“They need more surprise in their lives,” author Karen Jay Fowler observed about primates in captivity. Isn’t that true for humans, too? The bars on our cages may be invisible, but we tend to live within prescribed, often self-imposed parameters. Happiness gurus ask, “What surprised you today?” Have to think a while before answering? I bet the experts do, too.
I prefer chaos to order; variety to routine. I’m with Einstein, who asked, “If a cluttered desk is a sign of a cluttered mind, what are we to think of an empty desk?” My computer desktop looks remarkably like the fake wood one in my office. I don’t mind having to search for a file. I usually discover something more interesting on the way.

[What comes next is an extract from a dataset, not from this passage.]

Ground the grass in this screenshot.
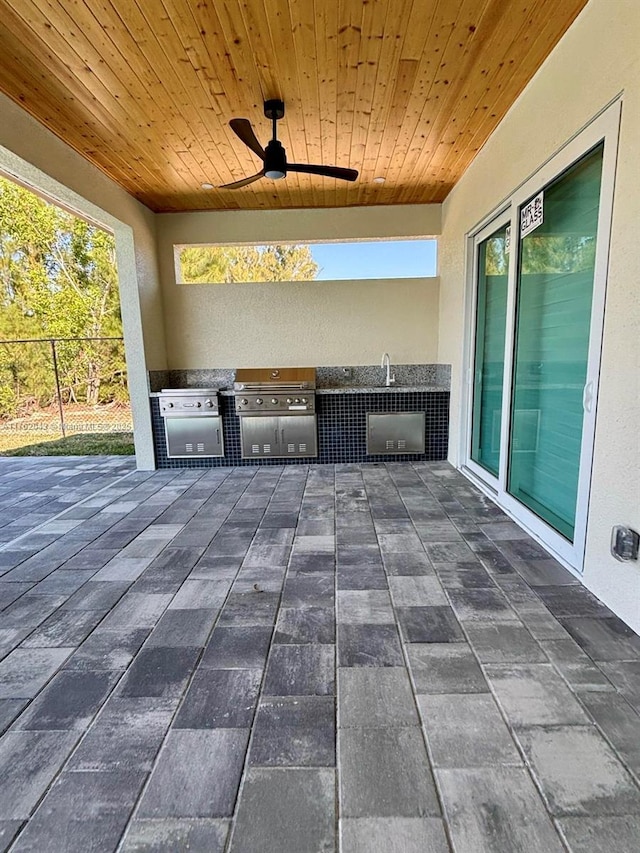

I’m an organizer’s nightmare. Each new closet management system I try is an exercise in futility. I get some great idea to group pants, skirts and shirts by color, but in no time a white shirt creeps into the blue section or a purple skirt invades the greys. Then my true nature overcomes the impulse for order: As Rhett Butler said, “Frankly, my dear, I don’t give a damn.” I don’t need to know where my red jeans are before I open the closet. On my way to those jeans some tan pants may cry, “Pick me!” and I start hunting for my leopard print shirt.
Like stickers that say “I stop for pedestrians,” I stop for a new train of thought. Friends offer tips for staying focused: “I wait until noon to read emails so I don’t get sidetracked from my morning agenda.” Why would I do that? I love to get sidetracked. I open email while sipping my morning coffee. Messages requiring attention get equal time with uninvited messages that spark my curiosity. I click on hyperlinks, fully aware they open up who knows what to explore, like a “Save the whales” plea or a birthday reminder. Off I go, signing a petition, sending an e-card. Then I get to work. The phone rings. It’s a friend. Send it to voicemail? No. “Have a minute?” “Sure. What’s up?”
Guess which car trips I prefer: The “Straight Shot” on monotonous highways, or the “Sauntering Scenic” option – the old road meandering through quaint towns and farmland. When my husband and I had kids in tow, the superhighway reigned. Now speed takes a back seat to serendipity. On the old highway I pick the diner with the most trucks outside or head into town to a mom-and-pop cafe.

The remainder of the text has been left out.